Have you ever participated in a decision making process where virtually everyone had an opinion and far too many had a personal agenda?  Oftentimes such situations reveal the following:  There are just too many “cooks” involved.
(For this blog, let’s envision the collaborative problem solving process as a recipe meant to be implemented by various “cooks” or individuals within your organization.)
First, we have those cooks who go along with the leader or majority, even knowing there’s something wrong with the soup recipe.  They care nothing about the final product but simply go along to avoid having to make a decision.

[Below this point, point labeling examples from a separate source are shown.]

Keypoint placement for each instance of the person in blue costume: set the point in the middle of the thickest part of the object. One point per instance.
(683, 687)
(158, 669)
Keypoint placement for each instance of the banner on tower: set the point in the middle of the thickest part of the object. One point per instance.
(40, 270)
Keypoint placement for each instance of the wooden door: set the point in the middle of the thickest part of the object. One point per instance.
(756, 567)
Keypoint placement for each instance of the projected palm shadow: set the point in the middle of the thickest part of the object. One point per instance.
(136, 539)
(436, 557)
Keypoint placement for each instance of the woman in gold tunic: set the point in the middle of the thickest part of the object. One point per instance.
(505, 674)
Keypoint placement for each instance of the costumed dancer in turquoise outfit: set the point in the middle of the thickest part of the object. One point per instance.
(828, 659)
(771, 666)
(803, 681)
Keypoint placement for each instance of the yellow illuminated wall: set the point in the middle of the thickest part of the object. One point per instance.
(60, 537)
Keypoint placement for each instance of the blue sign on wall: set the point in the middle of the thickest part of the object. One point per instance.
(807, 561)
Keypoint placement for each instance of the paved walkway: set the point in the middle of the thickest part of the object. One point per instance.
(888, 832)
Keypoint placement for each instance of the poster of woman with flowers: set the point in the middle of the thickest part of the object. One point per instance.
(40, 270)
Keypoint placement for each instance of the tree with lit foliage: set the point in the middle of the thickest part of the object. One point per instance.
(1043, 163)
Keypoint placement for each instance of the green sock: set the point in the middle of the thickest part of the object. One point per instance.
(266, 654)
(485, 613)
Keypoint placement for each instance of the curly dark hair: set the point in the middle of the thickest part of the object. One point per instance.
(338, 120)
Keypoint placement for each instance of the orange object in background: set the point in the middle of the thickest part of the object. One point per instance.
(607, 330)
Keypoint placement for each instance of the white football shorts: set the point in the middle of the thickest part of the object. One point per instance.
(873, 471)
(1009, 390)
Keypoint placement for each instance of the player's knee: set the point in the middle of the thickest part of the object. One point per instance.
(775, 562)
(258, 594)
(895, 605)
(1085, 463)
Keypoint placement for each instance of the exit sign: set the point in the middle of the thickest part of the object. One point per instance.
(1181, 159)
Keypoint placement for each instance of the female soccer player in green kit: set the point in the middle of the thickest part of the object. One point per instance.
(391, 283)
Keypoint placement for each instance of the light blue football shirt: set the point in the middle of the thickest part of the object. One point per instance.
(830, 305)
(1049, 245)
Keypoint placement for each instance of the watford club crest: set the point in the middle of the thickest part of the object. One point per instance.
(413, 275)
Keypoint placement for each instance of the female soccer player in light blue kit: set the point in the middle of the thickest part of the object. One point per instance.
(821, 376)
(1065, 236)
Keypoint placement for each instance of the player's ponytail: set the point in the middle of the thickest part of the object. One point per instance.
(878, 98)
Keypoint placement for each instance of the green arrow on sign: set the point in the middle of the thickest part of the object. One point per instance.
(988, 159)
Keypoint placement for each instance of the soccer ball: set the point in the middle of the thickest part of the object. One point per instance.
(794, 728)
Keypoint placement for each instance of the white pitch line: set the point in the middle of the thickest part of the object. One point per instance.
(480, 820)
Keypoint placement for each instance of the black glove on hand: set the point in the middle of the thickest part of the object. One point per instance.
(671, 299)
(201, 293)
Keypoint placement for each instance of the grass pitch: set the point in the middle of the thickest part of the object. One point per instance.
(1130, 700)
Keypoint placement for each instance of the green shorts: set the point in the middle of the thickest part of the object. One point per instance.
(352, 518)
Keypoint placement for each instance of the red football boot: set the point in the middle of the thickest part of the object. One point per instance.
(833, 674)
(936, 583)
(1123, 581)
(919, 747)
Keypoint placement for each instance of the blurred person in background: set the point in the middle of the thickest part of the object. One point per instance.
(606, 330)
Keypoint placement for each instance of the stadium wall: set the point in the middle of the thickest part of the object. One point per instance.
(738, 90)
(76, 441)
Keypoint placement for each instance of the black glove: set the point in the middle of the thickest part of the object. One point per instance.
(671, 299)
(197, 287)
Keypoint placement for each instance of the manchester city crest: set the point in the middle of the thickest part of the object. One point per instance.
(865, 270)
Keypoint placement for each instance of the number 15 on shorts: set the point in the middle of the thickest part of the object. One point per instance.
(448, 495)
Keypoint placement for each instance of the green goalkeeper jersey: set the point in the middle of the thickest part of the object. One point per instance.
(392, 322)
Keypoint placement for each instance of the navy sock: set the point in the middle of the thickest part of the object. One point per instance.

Second, we have cooks who are bound and determined to disagree with anything proposed by either the leader or the majority.  This group works hard to make sure there’s no consensus on the recipe.  They have an agenda and don’t care one bit about the outcome so long as they can remain on center stage.
Finally, there is the group of cooks who approach the decision making process with a collaborative problem solving perspective.  These are the folks who engage in active listening and willingly participate in the entire process, keeping their focus on the concept that any goal can be achieved so long as it doesn’t matter who gets the credit.  This group finds common ground and builds on that, producing a final product that is a realistic solution to the problem or they produce a sound, effective decision.
As the leader of your organization how do you insure which group of “cooks” you have helping you resolve problems and implement decisions?  How good are you at identifying those “cooks” who won’t spoil the soup?